ALASKA'S NEWSPAPER

| help

alaska.com

Last Update: 5:03 AM

Stifle your cynical elf and pick from nice list of holiday brews

Down the Hatch

Some people scoff at Christmas beers. They think breweries only want to capitalize on the holiday.

Well, of course they do. What business doesn't capitalize on Christmas these days? And really, the few that don't just haven't figured out how.

So complain all you want about the commercialization of the holidays -- you get what you pay for, after all -- but frankly, the making of special beers, meads, wines, liqueurs and beverages goes back thousands of years. People celebrate faith, friendship, culture and history by doing something different, something grander, something beyond compare.

A good holiday beer simply tastes beyond compare.

Not that all of them do. I hate to say it -- because I like the gesture and am a bit of a naughty elf myself -- but the Bad Elf beers taste rather shallow to me. Ridgeway's Bad Elf, Very Bad Elf, Criminally Bad Elf and Insanely Bad Elf ($5 to $7.50, available around town) don't taste all that "bad" to me. The marketing behind the beer certainly evokes grins and chuckles, but the beers taste mostly cloying.

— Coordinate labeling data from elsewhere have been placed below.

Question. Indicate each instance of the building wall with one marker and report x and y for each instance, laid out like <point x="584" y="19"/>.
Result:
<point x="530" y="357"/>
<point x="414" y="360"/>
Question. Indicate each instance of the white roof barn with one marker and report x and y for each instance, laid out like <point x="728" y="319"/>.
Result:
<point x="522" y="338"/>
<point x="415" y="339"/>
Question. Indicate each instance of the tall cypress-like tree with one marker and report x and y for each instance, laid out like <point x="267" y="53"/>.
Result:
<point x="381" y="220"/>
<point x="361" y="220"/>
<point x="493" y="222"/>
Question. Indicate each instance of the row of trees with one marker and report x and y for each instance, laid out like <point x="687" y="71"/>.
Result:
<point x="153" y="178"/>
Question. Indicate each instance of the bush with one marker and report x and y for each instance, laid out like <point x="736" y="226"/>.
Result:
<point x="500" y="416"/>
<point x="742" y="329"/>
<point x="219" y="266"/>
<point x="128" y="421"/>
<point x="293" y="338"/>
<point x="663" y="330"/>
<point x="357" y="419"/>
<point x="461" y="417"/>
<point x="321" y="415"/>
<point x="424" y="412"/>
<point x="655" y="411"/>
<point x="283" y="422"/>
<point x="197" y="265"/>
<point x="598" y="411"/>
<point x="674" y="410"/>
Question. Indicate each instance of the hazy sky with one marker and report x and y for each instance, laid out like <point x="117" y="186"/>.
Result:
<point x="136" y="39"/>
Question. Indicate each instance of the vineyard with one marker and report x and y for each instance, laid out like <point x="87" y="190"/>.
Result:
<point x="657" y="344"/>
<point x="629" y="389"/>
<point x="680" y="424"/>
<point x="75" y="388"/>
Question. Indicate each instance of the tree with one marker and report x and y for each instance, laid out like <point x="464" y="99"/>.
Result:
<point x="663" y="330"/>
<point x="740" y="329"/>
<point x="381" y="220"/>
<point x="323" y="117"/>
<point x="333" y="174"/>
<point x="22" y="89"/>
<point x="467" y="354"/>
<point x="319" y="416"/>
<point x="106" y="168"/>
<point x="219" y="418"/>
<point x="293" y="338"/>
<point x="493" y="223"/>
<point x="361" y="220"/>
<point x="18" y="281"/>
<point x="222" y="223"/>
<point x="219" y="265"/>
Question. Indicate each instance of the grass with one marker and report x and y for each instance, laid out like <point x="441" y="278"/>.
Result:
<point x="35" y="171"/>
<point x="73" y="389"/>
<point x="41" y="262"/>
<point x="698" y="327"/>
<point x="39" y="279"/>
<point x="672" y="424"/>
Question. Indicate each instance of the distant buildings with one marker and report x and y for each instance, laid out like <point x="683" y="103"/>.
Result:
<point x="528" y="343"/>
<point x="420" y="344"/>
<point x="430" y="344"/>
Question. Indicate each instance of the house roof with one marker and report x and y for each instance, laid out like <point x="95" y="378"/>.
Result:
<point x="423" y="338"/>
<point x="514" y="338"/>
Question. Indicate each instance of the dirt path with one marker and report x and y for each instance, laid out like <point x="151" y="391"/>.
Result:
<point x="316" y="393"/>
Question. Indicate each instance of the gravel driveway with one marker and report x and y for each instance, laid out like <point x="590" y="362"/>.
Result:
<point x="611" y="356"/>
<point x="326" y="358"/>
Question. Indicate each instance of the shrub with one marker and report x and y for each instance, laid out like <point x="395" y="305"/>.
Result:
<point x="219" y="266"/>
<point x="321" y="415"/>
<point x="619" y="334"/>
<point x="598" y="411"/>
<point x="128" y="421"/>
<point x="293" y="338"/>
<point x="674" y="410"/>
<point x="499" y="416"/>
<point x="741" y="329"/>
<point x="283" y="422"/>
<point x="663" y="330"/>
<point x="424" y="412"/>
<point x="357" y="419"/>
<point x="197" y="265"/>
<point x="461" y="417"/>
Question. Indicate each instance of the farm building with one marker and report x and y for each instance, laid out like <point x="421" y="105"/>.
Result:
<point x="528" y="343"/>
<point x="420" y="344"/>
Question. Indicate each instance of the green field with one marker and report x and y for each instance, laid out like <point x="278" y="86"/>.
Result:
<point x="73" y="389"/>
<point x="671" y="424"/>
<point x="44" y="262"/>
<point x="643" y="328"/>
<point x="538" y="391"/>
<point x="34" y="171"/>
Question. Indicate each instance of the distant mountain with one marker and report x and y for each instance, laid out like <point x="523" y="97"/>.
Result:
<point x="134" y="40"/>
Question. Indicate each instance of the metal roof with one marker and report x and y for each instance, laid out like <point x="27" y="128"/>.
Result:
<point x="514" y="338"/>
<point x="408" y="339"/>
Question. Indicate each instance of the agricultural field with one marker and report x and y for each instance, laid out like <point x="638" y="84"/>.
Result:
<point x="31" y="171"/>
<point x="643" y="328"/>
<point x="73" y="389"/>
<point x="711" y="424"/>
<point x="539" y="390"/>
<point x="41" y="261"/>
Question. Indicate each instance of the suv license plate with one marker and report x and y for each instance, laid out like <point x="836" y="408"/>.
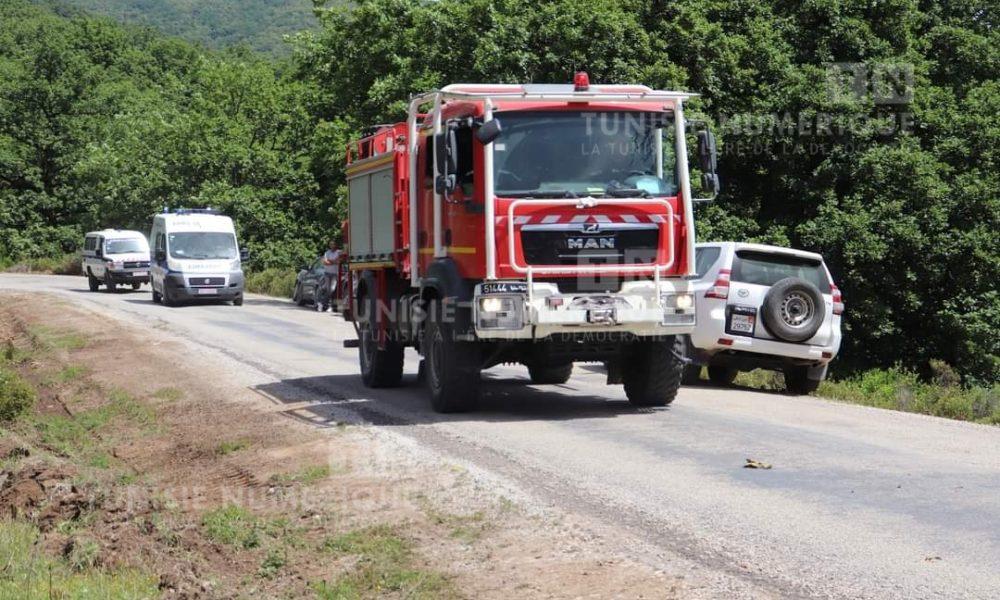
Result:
<point x="742" y="323"/>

I know "bad," and these beers ain't it.

Now, I admit that my all-time favorite go-to bad beer is Celebration Ale from Sierra Nevada (six-packs range from $7 to $9). True, I might not get the English sensibility behind those Bad Elf beers, but if you ask me, Celebration kicks them clear out of the North Pole when it comes to a twinkle and good cheer.

But though Celebration sustains my spirit day to day, year to year, I like to pepper the season with rarities that spark the darkness. So I asked Pamela Hatzis, owner of La Bodega liquor store in the University Center mall, for a recommendation.

She didn't bother making a list. Dupont Bon Vouex shot right to the top.

"It's a hidden gem," she said, "because the brewery doesn't make the label overly 'Christmas-y,' so only people who know how good it is get it."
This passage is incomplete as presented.